1998 36 foot U270 Build No. 5328 WTFE, 900 watts solar, Victron controller, B2B, bat monitor, 600 AMPH lithium with 2018 Chevy Colorado toad, SKP #110239, Motorcade #17781, 2021 Escape 17B for when Coach is broken down and campsites are too small, retired and full-timer since Dec. 2020. Part of RV family since 1963.

Re: Controlling basement heating on U295

Reply #5
thermatically activated outlets have a limitation is that they are measuring the temp at the place they are plugged into. A water pipe near the floor under the holding tanks may be in a much cooler place. Since we are living in our coach, we manually turn on & off four Lasco 200 watt personal heaters, with multiple remote wireless thermometers reporting back temps. Everything is behind large Reflectix insulation sheets to keep heat in water bays. It is ok if bays get warmer than needed as the 200 w heater cannot over heat the space.

Re: Controlling basement heating on U295

Reply #6
Congratulations on your fine coach purchase. Do you have propane heat or the aqua hot option?
Scott

Re: Controlling basement heating on U295

Reply #7
Where are you located? Someone in MN would do things different than TX.

I asked a similar question a couple weeks ago, there were some good answers based on climate. It also depends if your rig will be plugged in continuously. Being in TX, I'll probably go with Chucks method.

Random Questions on Heating
Jason
2000 U295 36' Non-slide  ISC350

Re: Controlling basement heating on U295

Reply #8
Congratulations on your fine coach purchase. Do you have propane heat or the aqua hot option?
Scott
So you pm'd me that you are propane heat and no aqua hot. Are you planning to stay in the coach or do you wish to winterize your water system for storage? I don't have propane heat, so I'm not versed in the work around to keep it warm to prevent freezing. I would recommend everyone for there particular coach keep on hand needed supplies and equipment too winterize there coach to prevent freeze damage. Never know when you may have to park your coach somewhere for some unknown issue and it may be subject to freezing conditions unattended.
Scott

Re: Controlling basement heating on U295

Reply #9
I'm still trying to figure out the functions of the board, but I have no plans on much winter camping and sometimes it gets cold here in Texas.  So if I could keep the coach protected with the furnace or shore power I'd be a happy camper.....
Danny & Peggy Derrick
1999 U295 - Our Perfect Motorhome ( NO SLIDES )

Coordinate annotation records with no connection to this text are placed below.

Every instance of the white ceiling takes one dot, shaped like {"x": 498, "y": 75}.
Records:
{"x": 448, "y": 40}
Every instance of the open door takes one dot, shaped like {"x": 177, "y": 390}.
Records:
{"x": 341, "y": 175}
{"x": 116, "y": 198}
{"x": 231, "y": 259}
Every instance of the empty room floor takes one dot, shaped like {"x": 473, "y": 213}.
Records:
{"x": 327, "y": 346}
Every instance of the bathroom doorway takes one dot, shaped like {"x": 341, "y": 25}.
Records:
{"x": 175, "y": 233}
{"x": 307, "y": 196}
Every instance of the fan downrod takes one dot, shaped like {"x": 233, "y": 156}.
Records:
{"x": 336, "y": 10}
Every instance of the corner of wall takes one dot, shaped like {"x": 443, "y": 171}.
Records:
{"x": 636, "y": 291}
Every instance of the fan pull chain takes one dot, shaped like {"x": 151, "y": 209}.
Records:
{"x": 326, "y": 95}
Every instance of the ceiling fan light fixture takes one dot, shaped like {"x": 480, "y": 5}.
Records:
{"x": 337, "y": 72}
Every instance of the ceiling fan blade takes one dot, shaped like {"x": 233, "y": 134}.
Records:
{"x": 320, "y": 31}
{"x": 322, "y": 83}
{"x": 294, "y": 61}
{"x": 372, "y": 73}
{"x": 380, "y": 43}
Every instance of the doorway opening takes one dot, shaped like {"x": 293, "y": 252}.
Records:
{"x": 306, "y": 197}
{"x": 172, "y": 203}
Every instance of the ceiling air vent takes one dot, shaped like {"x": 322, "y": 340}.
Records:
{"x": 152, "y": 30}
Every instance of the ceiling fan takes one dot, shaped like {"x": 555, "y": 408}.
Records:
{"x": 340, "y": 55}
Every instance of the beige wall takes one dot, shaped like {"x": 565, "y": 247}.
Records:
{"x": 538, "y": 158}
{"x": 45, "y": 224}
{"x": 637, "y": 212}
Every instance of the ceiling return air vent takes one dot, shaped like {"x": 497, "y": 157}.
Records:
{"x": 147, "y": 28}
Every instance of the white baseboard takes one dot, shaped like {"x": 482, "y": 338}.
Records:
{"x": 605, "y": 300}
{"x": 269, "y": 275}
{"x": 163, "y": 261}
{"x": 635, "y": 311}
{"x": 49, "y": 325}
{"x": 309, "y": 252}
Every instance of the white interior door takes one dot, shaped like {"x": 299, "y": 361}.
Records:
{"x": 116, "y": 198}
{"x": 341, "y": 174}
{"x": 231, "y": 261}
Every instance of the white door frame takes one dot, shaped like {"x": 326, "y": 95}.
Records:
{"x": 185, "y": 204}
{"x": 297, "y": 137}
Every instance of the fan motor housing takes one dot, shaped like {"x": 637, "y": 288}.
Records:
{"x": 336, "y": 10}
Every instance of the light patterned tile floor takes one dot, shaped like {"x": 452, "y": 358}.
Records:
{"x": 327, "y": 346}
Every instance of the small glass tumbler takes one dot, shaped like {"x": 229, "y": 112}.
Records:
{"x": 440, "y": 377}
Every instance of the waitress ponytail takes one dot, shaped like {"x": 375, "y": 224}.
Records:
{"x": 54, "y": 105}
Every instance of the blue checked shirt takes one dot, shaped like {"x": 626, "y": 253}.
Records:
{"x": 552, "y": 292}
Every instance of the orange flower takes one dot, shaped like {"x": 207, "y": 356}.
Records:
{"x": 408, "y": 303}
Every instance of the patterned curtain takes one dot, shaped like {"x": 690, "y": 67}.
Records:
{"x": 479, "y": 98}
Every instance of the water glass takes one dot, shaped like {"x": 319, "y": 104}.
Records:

Re: Controlling basement heating on U295

Reply #10
If you are staying in Texas and connected to shore power I would just run electric heaters that have built in thermostats. A smaller one in the wet bay and one or two larger ones in the coach. You will need to figure out what circuits are which outlets to avoid overloading and tripping breakers.

Last winter in MN I was able to keep my coach above freezing down to really cold temps with (2) 1500w oil heaters inside and one 1200w small ceramic heater in the water bay. You would have no problems in Texas.